Cape Town’s water crisis is driven by politics more than drought
- David W. Olivier
Cape Town, South Africa’s second most populous city, is hurtling towards “Day Zero”: the day taps run dry.
This is expected in mid-May, just weeks after the city’s new water supplies are due.
Cape Town is quite used to surviving dry years. Water restrictions get it through and then dams refill, thanks to the wet years that usually follow.
But this time it’s different. Never in recorded history has Cape Town encountered a drought of such severity for three consecutive years.
One of the biggest debates is whether local government is handling the crisis effectively. Investigating this question exposes politics, not rainfall, at the heart of the problem.
The Western Cape is the only province in the country run by the official opposition party, the Democratic Alliance. South Africa’s ruling African National Congress runs the rest. This means that the relationship between national government and the Western Cape is complicated, as the water crisis shows.
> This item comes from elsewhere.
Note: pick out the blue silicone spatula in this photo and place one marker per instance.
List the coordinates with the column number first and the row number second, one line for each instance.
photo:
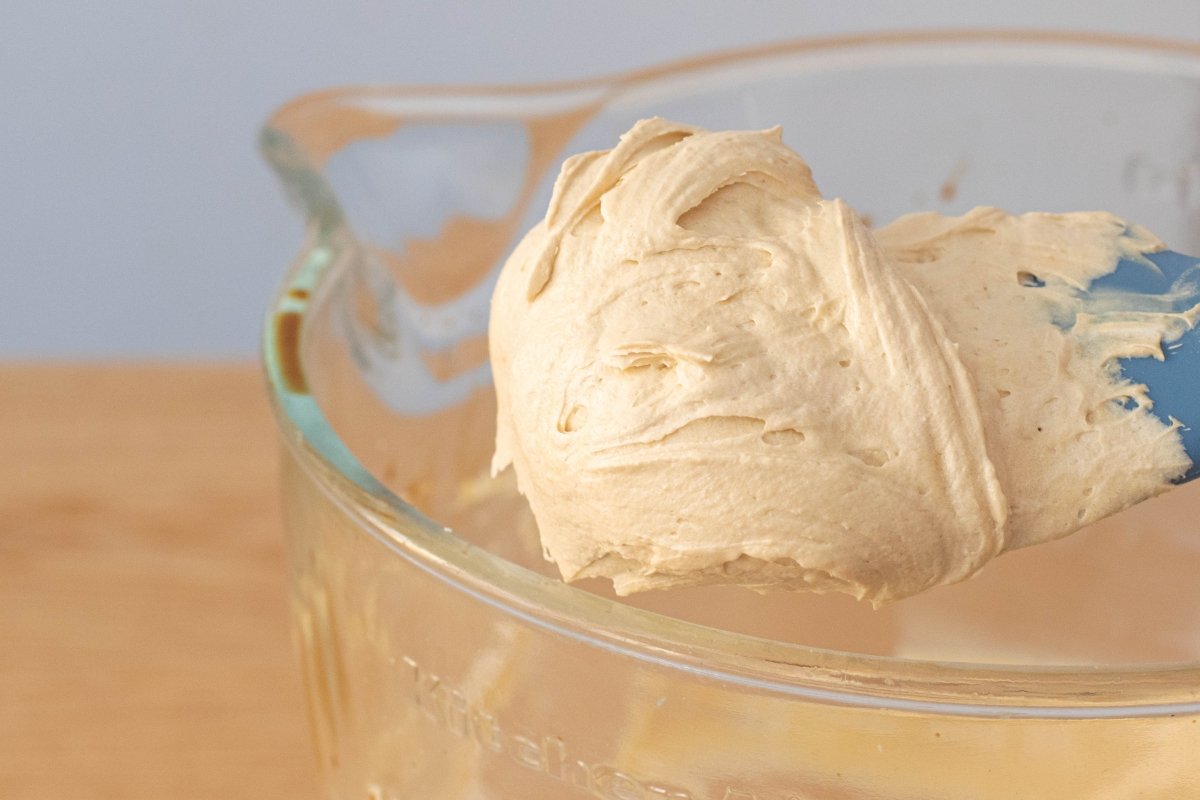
column 1174, row 383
Two tiers of governance – the Western Cape province and the City of Cape Town – went above and beyond what was required to prepare for drought. The system failed, however, at the level of national government.
Wasteful expenditure in the national Department of Water and Sanitation, erroneous water allocations to agriculture and a failure to acknowledge or respond to provincial and municipal calls for help obstructed timely interventions.
National government’s numerous spanners jammed up the works of a system that could have managed the crisis quite effectively.
The Western Cape’s water situation
Six major dams make up 99.6% of the volume of water in the Western Cape Water Supply System.
Cape Town’s strategy for handling droughts is based on a warning system that kicks in when dam levels are lower than normal for a particular time of year. 沙巴体育官网_2024欧洲杯博彩app@ once every ten years, there is extremely low rainfall around the major Theewaterskloof Dam. The last dam level scare was in 2004-2005.
In 2007, the national Department of Water and Sanitation issued a warning about Cape Town’s water supply, saying the city would need new water sources by 2015.
The deadline was based on normal rainfall and water demand trends. Unusually dry winters and higher water consumption could shorten this deadline considerably.
The city took the warning seriously and acted quickly. It implemented a water demand management strategy involving water meter replacements, pressure management, leak detection and free plumbing repairs for indigent households.
The strategy was so effective that the city met its 2015-2016 water saving target three years early. This pushed the deadline back to 2019, based on normal rainfall and normal water use.
Following a wet 2013-2014, the South African Weather Service estimated that Cape Town’s 2014-2016 rainfall would be only slightly lower than normal, conforming to weather patterns recorded since 1976.
Based on the information available to the city, it was on target for implementing the first water augmentation project by 2019: increasing water supply to the Vo?lvlei dam. Then disaster struck: a drought more severe than anything in Cape Town’s history.
Bad decisions
Provinces don’t have the power to make water allocations to agriculture. This is done by the national government.
In 2015, the city of Cape Town was allocated 60% of the water from the Western Cape’s water supply system. Almost all of the rest went to agriculture, particularly long-term crops like fruit and wine as well as livestock.
The drought began to take its toll on provincial dam levels. Yet the national Department of Water and Sanitation took no action to curtail agricultural water use in 2015/2016.
There is evidence that the department’s failure went even further: that it allocated too much water to agriculture in the Western Cape. This pushed demand for water beyond the capacity of the supply system and consumed Cape Town’s safety buffer of 28 thousand megaliters.
Cape Town shows some of the best water saving levels in the world. But its supply dams are being hit by national government’s bungled water allocations to agriculture.
Calls for help
In response to low winter rainfalls in 2015, provincial government took pre-emptive action and applied to national government for R35 million to increase water supplies by drilling boreholes and recycling water.
But national government rejected the request, possibly because dams were still 75% full.
The following year, national government agreed to recognise only five of the 30 Western Cape municipalities as drought disaster areas. (Significantly Cape Town was not included.) But by October 2017, national government had still not released the promised funds.
The Cape Town Mayor appealed directly to the Department of Water and Sanitation for disaster relief funding. But this was rejected on the grounds that Cape Town was “not yet at crisis level”.
The cause of the crisis
The civil society group, South African Water Caucus, reveals that national government’s reluctance to release drought relief funding stemmed from spiralling debt, mismanagement and corruption in the national Department of Water and Sanitation.
This claim is supported by the Auditor General, which attributes “irregular and fruitless and wasteful expenditure” to the department exceeding its 2016-2017 budget by R110.8 million.
The department has no funding allocated to drought relief in the Western Cape next year. Again, provincial government will have to foot the bill.
Had systems in national government been running smoothly, Cape Town’s water crisis could have been mitigated. Appropriate water allocations would have made more water available to Cape Town. And with timely responses to disaster declarations, water augmentation infrastructure could have been up and running already.
Cape Town teaches us that water crises are rarely a matter of rainfall. Understanding disasters like droughts involves seeing the issue from many different perspectives, including politics.